Saturday, December 08, 2012

A try at a gothic novel, with local colour

Heh. Quite the opposite.

Here is my impression of a house in Riverdrive Park, back in the "Eyes Wide Shut" eighties. It is, uh, fiction.

THE MASTER

An exurban gothic novel
by Ivan Prokopchuk

The countryside was hilly and in bloom. It was spring in Riverdrive Park where a neat white cottage was almost hiddent behind a screen of Australian pines. The house number, in its brass calligraphy, read 410. Same as a shotgun.
The Australian pines almost obscured a huge Williamsburg picture window, but you could not see inside, some kind of tinting through which you could see out, but outsiders could not see in.
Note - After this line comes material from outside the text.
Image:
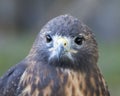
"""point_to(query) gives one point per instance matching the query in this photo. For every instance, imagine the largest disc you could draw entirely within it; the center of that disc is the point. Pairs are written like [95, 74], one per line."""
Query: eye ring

Inside, a beautiful woman was preparing breakfast for somebody, certainly not her husband. She was especially beautiful because she had made herself up for the stranger. She was very fair, roundfaced, lots of blue on her eyelids, the look of a woman who wanted out, who was attracting somebody, anybody who would rescue her out of her trap.
Trapped indeed she had been, with her Dracula of a husband, lab worker, in fact, who had a penchant for making her drink her own tears and his bestiality in what may be called bed. Then too, there was the complicated accommodation she had to make to arouse the Master's sleeping and complicated sexuality. But to trace the convoluted links of the Master's passion, to also involve his male lover, took some doing, and frankly, she was exasperated by it all, though in her own involved way, she loved the Master all the same.

There was this supreme power he had over her.
The Master had some modern twists. There was that business with the VCR, where afterwards they had watched their romp, and at one point in the replay there was no image of the Master at all, merely some sort of electric
outline as if from some monster out of a vintage B movie like Forbidden Planet. She'd had the first horrid intimation that the Master may not be from this world at all.
It was not the first time she had felt this way.
Kara had been married to Frank for fourteen years. Fourteen years it took her to realize that the world was not at all the way she was compelled to see it through Frank's eyes. Oh yes. Those eyes. Dark. Hypnotic. One night, when the curtains blew, she had had the hollowest, emptiest feeling that she was totally artificial, a total creation of Frank, that she was Frank's novel, Frank's VCR project.
She recalled playing the tapes on her day off, with Frank away at the laboratory. She was examining Frank from all angles. Yes, yes, he was extremely tall, much taller than she. He had a soft voice and a gentle manner. Handsome, a Simon Cowell if Simon Cowell could be made up to be handsome, the same black tee shirts, the confident manner. Quite a catch it had been for her, herself so fine, the envy of the campus.
Until you realized what Frank did for a living. Torturing animals in a laboratory where they ran tests for smear-proof mascara, day after day, the rabbits, the white rats, the monkeys with their eyes red a bleeding.
Come to think of it, she was having trouble with her own eyes lately--she had always had trouble with here eyes, and now tith this thing building up between her and the newfound "friend", her eyes were irritated all the more.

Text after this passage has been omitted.